There is an older Apple/Macintosh book: The Big Book of Apple Hacks, by C. Seibold; includes details of the IPFW firewall (among other tips). Not sure if this is what you want, it might help.


----------



## Nicola Mingotti (Jul 26, 2019)

fernandel said:


> Hi!
> 
> I start learning firewall as firewall and IPFW firewall which I am using now. Are there more information about IPFW like is for pf firewall, please?
> I search a lot but not so success.
> Thank you.



fernandel print the man page and read it slowly 

some time ago i gave it a shot, then i stayed with pf.


----------



## SirDice (Aug 5, 2019)

fernandel said:


> I start learning firewall as firewall and IPFW firewall which I am using now. Are there more information about IPFW like is for pf firewall, please?


I would suggest just getting a good book about TCP/IP in general. If you understand TCP/IP you will automatically understand what a firewall does and how you can use it. You will be armed with more generic information, knowledge you can apply to all sorts of firewalls and networking equipment, not just to IPFW.


----------



## jdakhayman (Aug 5, 2019)

SirDice said:


> I would suggest just getting a good book about TCP/IP in general. If you understand TCP/IP you will automatically understand what a firewall does and how you can use it. You will be armed with more generic information, knowledge you can apply to all sorts of firewalls and networking equipment, not just to IPFW.



Have any suggestions on what that good book is?


----------



## SirDice (Aug 5, 2019)

I'm quite fond of my "TCP/IP Illustrated" set. The whole set is 3 volumes but for TCP/IP you really only need Volume 1. 

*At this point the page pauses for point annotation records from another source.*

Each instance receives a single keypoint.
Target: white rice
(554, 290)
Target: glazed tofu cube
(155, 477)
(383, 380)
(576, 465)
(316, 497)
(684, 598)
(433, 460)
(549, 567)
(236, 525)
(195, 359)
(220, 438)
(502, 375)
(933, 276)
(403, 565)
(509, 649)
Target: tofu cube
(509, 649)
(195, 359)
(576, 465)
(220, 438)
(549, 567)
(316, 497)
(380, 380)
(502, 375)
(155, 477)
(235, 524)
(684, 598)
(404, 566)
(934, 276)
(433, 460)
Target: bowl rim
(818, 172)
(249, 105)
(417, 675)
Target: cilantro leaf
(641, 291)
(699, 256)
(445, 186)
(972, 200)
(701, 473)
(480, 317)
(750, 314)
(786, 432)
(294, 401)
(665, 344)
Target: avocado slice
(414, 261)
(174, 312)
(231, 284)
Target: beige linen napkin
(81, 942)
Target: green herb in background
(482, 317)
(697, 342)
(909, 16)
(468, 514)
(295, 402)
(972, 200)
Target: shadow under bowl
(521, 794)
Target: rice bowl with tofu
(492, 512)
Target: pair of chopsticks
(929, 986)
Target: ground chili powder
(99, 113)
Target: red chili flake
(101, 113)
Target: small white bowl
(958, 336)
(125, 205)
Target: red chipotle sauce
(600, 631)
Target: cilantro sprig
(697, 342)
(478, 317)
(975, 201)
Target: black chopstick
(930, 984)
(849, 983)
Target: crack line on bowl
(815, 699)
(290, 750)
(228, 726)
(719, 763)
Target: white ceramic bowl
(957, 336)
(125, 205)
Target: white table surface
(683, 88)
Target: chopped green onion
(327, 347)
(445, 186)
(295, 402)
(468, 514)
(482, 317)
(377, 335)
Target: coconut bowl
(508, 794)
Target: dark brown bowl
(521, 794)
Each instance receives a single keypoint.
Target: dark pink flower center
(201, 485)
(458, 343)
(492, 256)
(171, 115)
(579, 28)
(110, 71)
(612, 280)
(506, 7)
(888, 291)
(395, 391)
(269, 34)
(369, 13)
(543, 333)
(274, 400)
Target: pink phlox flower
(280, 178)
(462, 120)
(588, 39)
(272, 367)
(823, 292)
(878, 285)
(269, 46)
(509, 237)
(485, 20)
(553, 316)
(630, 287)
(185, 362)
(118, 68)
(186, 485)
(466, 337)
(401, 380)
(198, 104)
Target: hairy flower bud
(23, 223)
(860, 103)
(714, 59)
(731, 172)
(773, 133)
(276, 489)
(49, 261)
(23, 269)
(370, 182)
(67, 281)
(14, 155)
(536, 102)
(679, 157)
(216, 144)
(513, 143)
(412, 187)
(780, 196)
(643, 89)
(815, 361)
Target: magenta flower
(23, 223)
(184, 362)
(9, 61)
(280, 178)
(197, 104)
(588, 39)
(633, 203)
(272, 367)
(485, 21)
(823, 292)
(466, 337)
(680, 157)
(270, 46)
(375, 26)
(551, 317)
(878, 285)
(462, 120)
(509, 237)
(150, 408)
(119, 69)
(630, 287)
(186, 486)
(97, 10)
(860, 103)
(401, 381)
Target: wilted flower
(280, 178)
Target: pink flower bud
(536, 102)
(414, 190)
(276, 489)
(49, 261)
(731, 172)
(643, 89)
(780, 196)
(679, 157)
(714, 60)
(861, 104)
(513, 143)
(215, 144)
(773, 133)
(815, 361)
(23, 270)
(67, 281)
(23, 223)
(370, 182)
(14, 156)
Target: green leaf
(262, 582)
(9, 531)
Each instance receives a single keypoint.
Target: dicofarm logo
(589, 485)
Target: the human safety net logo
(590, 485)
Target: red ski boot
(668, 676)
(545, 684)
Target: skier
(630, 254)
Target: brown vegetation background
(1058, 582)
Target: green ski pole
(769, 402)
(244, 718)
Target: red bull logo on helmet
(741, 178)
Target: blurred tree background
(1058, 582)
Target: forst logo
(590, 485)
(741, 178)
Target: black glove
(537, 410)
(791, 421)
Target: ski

						TCP/IP Illustrated, Vol. 1: The Protocols (Addison-Wesley Professional Computing Series): Stevens, W. Richard: 8601404691522: Amazon.com: Books
					

TCP/IP Illustrated, Vol. 1: The Protocols (Addison-Wesley Professional Computing Series) [Stevens, W. Richard] on Amazon.com. *FREE* shipping on qualifying offers. TCP/IP Illustrated, Vol. 1: The Protocols (Addison-Wesley Professional Computing Series)



					www.amazon.com
				




But this might be too advanced to start with. It explains _every_ bit in excruciating detail.


----------



## jdakhayman (Aug 5, 2019)

Thank you. I have several books. Especially the ones lists in the ipfw man file. This is one I dont have.


----------